Monday's Memory: The One With Fire On My Board

See this girl?

Young, skinny, cute haircut...

I was her once.

She was also a baby teacher (although the highest compliment she may have ever received from her co-workers was that she came in a veteran teacher).
She loved her job passionately, and dreamed that all her students would succeed.
And sometimes they succeeded in driving her absolutely mad.

One class in particular that first year was dubbed "the class from hell". We, as teachers, have one of those every few years, more frequently if we are blessed to be in inner city or metropolitan areas. And mine was my 6th period 6th grade choir. To add insult to injury, I also had to oversee this class's dismissal procedure so I was given approximately 15 extra minutes with them every day.

Lucky me.

One afternoon as I was standing at my door one of those students came to me. She was among the last to be dismissed, and quite frankly I was ready for her bus to be called so that I could just get some peace and quiet! This was not to be had for a few moments though. The following conversation ensued:

Student: (tentatively)
"Miss B? Um...someone said something really mean about you."

Me: (trying not to show that I really have no interest in this topic of conversation...after all if I'm worried about what a 6th grader is going to say about me I've got bigger problems anyway.)
"Oh yeah?"

Student: "Yeah, they did." (pauses, looking down. then brightens as she says) "I can't tell you who it was but I can tell you what they said!"

Me: (stifling a yawn and resisting the urge to check down the hall to see if anyone had let students go for late bus line-up yet)
"Ok..."

Student: (with exaggerated pauses)
"Well, she SAID...'If she's teaching our class...then who's running Hell?"

Me: (trying oh-so-hard not to burst out laughing)
"Ah"

Intercom: (calls students on her bus)

Me: (running down the hall to the other teachers in the 8th grade wing)
"You guys are gonna LOVE this!"

Now, after telling the story most people probably would have thought little of it.
However, I have a little sadistic streak.
(after all, I did teach middle school)

You see, I knew exactly who had said it (not hard to narrow down as she was the chief troublemaker in the class) and I knew I could make her squirm.

So the next day in the 8th grade reading class I was teaching (don't get me started on how I was given that class and a 7th grade one as an afterthought and had to figure out how in the world to teach reading when I was still trying to figure out how to teach music! and especially don't get me started on how I loved teaching those 2 classes so much that I'm still considering getting a Master's in Language Arts just so I can do it all day...)

Anyway, in the 8th grade reading class I was teaching I approached the boy who always sat in the corner doodling and consequently had about 3 grades out of the 10 he needed. And I said

"Manuel, how would you like to get full credit for xxx assignment even though you didn't turn it in?"

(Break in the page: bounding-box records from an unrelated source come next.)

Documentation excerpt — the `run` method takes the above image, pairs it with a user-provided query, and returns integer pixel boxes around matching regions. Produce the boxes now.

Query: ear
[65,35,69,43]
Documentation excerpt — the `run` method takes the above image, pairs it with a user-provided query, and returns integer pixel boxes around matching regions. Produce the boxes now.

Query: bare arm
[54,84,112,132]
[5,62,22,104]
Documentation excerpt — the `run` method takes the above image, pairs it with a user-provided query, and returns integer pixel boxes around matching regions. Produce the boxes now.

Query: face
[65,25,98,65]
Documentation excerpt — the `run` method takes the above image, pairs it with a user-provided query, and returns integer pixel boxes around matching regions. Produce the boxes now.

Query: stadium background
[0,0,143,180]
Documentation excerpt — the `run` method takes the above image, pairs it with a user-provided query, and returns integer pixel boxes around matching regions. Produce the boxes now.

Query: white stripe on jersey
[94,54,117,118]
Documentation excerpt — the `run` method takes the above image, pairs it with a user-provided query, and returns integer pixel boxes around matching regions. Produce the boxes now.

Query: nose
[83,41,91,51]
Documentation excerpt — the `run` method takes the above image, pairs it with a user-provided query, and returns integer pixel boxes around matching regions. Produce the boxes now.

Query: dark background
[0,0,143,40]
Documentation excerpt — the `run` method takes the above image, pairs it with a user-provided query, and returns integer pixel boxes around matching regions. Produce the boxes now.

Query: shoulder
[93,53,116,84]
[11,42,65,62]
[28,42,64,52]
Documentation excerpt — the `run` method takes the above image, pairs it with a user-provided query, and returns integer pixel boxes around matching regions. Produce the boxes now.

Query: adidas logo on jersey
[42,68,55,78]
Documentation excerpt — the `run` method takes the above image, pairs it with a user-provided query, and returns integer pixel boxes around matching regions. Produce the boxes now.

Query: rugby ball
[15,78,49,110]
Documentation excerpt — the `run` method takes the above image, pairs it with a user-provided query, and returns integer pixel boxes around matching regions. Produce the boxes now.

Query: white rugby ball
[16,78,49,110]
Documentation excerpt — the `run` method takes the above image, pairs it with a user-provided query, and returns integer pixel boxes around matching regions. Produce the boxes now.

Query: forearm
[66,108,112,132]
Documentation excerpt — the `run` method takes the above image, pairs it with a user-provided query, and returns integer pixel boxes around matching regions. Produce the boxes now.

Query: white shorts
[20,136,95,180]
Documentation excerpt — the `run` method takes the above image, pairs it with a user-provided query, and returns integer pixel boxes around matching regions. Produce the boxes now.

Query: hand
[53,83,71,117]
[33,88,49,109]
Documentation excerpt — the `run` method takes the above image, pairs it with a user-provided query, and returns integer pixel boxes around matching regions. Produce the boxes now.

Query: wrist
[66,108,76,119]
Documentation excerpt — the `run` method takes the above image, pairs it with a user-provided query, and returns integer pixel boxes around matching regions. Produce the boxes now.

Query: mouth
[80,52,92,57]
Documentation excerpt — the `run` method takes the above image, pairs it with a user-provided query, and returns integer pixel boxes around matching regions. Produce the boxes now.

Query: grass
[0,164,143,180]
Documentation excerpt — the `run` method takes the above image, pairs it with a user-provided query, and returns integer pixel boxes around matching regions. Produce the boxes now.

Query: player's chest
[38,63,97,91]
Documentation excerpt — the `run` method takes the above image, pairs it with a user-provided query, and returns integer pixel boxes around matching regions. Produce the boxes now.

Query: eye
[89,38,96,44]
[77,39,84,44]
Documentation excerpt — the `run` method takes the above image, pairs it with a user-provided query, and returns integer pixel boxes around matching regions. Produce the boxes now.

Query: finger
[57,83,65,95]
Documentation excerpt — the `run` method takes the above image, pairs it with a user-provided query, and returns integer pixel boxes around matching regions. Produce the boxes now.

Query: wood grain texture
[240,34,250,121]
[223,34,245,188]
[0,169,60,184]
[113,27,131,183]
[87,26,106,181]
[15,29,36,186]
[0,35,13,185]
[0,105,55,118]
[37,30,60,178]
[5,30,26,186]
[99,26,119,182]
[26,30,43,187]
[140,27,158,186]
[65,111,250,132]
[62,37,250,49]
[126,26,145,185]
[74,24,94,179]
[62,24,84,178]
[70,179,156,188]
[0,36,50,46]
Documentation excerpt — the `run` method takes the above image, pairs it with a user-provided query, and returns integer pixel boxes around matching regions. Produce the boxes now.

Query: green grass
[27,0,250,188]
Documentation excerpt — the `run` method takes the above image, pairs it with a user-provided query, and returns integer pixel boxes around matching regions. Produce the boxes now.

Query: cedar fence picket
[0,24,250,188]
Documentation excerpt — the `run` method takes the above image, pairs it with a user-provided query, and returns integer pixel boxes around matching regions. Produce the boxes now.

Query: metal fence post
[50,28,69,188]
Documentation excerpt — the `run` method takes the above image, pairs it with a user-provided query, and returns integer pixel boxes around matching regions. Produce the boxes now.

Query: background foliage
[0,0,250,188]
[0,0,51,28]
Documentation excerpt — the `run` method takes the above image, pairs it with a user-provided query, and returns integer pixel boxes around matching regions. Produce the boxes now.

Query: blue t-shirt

Naturally, he was intrigued. And asked how that was possible.

"Can you draw fire?
"Sure Ms. B"
"Can you draw it on my board?"
"Sure"
"All right. Take the whole period if you like. Fill it up."

This did raise a lot of questions as I tried to teach class and he cheerfully drew flames on the board behind me. So at the end of the period I let the 8th graders in on the joke. They apparently are as sadistic as I am and thought it a wonderful plan.

My 6th graders came in the door as the reading class exited and we began business as usual. Funny looks exchanged all around, but no one dared open their mouth about it.

We went through warm-ups and had even sang a song before a brave soul finally raised her hand. (which was an accomplishment in and of itself with this particular class, believe me!)

"Um, Ms. B? Why is there...fire on your board?"

Without missing a beat, I simply replied

"Oh that? Well, I thought I'd multi-task today and do both my jobs at once."

As the culprit sank in her seat with cheeks as red as the flames on the board, we continued on singing. Most of the students didn't understand what I had said, but I only needed her to. I didn't have to yell, pull her aside, or embarrass her at all to get my point across. It just took a little creativity. And you know what? She didn't give me any trouble for the rest of the year.

Guess that young teacher wasn't so naive after all.